How I beat the anxiety: On my 25th birthday I remember that my mom gave me a very personal gift - A pendant with 2 photos of my father and me. I remember that she explained, “I love you son. You are the only one left for me to live for, and you always remind me of your dad,” At that moment I broke into tears and recognized that I had a reason to live and find a way to heal myself.
The only tool that I used to overcome my anxiety was through the power of logical thinking. I began to calm myself down and understood that thoughts are challenging to argue or disagree with - They can completely change our perspective on everything, and I came to this conclusion only after seeing my MRI and CT scan results which indicated that my physical health was in A+ condition. Therefore, it was only my mind playing tricks on me, which suggested that my thoughts needed to be controlled. At this stage I began to see that the many dangers of the world and the many potential diseases that I could contract were not in my control, so why should I spend any more of my time worrying about them? I began to whole heartedly accept that I was experiencing a simple form of anxiety that was produced by my mind, and confronted it with strength and confidence. I began thinking about anxiety for only 8 hours a day instead of 12, which gave me a significant improvement in my quality of life, and that helped me to address the first of my basic needs as I now regained my good full-night's sleep.

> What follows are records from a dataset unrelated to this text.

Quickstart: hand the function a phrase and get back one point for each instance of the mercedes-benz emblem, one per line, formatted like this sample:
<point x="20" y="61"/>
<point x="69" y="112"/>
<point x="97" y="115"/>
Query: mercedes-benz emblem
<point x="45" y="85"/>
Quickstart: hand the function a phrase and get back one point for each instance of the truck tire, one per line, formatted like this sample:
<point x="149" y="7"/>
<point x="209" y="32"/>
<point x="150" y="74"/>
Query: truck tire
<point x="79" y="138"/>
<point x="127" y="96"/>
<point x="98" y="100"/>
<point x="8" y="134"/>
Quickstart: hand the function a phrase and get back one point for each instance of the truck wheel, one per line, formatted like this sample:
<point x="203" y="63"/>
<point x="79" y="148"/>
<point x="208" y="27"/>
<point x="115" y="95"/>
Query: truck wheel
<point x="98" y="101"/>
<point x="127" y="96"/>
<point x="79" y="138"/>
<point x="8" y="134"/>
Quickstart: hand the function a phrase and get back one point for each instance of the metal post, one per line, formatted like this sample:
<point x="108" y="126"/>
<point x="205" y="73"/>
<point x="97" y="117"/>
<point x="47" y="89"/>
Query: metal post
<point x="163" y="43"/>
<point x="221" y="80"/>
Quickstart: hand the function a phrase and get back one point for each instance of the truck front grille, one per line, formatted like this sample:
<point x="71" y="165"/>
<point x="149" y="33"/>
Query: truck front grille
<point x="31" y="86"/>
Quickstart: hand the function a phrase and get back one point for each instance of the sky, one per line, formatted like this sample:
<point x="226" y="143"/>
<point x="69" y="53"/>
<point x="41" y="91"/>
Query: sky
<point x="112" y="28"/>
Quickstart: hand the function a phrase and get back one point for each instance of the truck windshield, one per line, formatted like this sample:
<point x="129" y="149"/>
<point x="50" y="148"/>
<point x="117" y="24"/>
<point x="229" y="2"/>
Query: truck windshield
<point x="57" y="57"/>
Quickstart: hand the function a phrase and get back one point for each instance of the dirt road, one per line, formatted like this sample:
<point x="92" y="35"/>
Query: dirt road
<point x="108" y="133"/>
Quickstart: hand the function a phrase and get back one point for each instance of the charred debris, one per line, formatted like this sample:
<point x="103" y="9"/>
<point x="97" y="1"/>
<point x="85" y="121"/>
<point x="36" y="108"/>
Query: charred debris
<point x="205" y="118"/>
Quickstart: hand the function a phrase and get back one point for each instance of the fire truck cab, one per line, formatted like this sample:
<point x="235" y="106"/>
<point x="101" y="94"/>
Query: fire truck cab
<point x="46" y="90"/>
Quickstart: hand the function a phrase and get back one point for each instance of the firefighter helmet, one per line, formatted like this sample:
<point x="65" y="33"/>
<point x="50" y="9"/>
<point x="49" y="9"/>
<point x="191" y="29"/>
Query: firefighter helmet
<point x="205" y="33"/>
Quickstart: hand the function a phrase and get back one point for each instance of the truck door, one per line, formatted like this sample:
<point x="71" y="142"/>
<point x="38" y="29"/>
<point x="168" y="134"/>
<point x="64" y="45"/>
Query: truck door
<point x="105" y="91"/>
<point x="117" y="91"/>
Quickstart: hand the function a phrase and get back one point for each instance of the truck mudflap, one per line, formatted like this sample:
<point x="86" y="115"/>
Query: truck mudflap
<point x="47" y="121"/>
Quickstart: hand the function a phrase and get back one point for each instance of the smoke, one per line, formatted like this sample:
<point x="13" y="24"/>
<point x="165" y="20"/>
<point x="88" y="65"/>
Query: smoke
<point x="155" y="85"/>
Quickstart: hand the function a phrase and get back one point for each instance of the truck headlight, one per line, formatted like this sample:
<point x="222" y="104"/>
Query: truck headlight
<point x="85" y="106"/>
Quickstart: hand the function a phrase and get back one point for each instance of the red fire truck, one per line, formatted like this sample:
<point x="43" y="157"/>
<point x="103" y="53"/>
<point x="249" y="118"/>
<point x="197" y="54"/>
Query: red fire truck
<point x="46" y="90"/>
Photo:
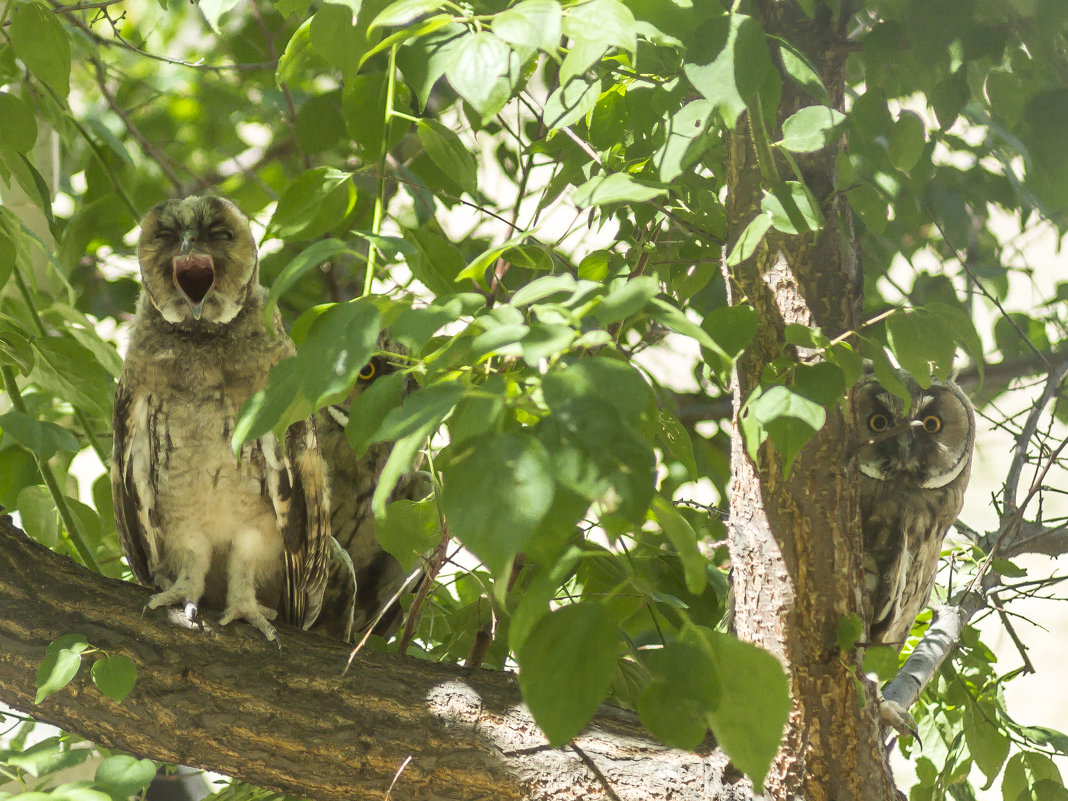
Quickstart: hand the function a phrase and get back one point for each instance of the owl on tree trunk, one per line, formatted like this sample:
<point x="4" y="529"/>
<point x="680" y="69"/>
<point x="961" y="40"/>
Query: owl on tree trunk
<point x="914" y="468"/>
<point x="249" y="533"/>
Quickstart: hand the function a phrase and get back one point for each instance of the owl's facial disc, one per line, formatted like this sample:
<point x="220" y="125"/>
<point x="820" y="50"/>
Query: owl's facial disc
<point x="193" y="277"/>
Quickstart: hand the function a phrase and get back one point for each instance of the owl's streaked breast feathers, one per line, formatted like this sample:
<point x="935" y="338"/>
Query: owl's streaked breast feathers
<point x="249" y="535"/>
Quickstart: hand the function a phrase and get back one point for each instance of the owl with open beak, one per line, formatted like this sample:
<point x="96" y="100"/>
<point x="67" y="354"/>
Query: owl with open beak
<point x="245" y="533"/>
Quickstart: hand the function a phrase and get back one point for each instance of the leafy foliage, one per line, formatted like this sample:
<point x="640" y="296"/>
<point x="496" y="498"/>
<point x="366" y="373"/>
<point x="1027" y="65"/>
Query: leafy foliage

Next, I began to return to my normal daily chores and accepted advice from a friend that I should begin meditating. That worked wonders for me, and I was able to regain a sense of calm and steadiness in my mind. My next step was addressing the agoraphobia that I had developed during the course of becoming anxious, where going outside was now the next big step for me. I remember the panic that would set-in when I would to step outside for the first time after several days - I was at first scared of meeting people due to the anxious behavior which had become such a powerful force in my life recently, but I continuously reminded myself that my problem was one of thoughts rather than of the body. Each time I stepped farther and farther into the outside world, I pushed my limits, and I recognized that I was actually doing this! My chronic symptoms of dizziness and lack of balance slowly began subsiding, and I was able to re-engage with my fiancé and resume my previous position with my company.
My recovery from this strange spell of anxiety accelerated each day, and I began feeling like an upgraded version of my old self. Since then things have been improving continuously, and they are now even better than before the onset of the panic attacks. I will say that we all need to remember that the more we allow our thoughts to dominate us, the more we may allow symptoms like anxiety to take over. The lesson here is that we should not give up, but we should continuously focus upon the great achievements that we can make every day and the positive aspects of life that give us a reason to wake up each morning.
The author has written this article in the first person in order to bring this true story to life. Original story found in "India" magazine.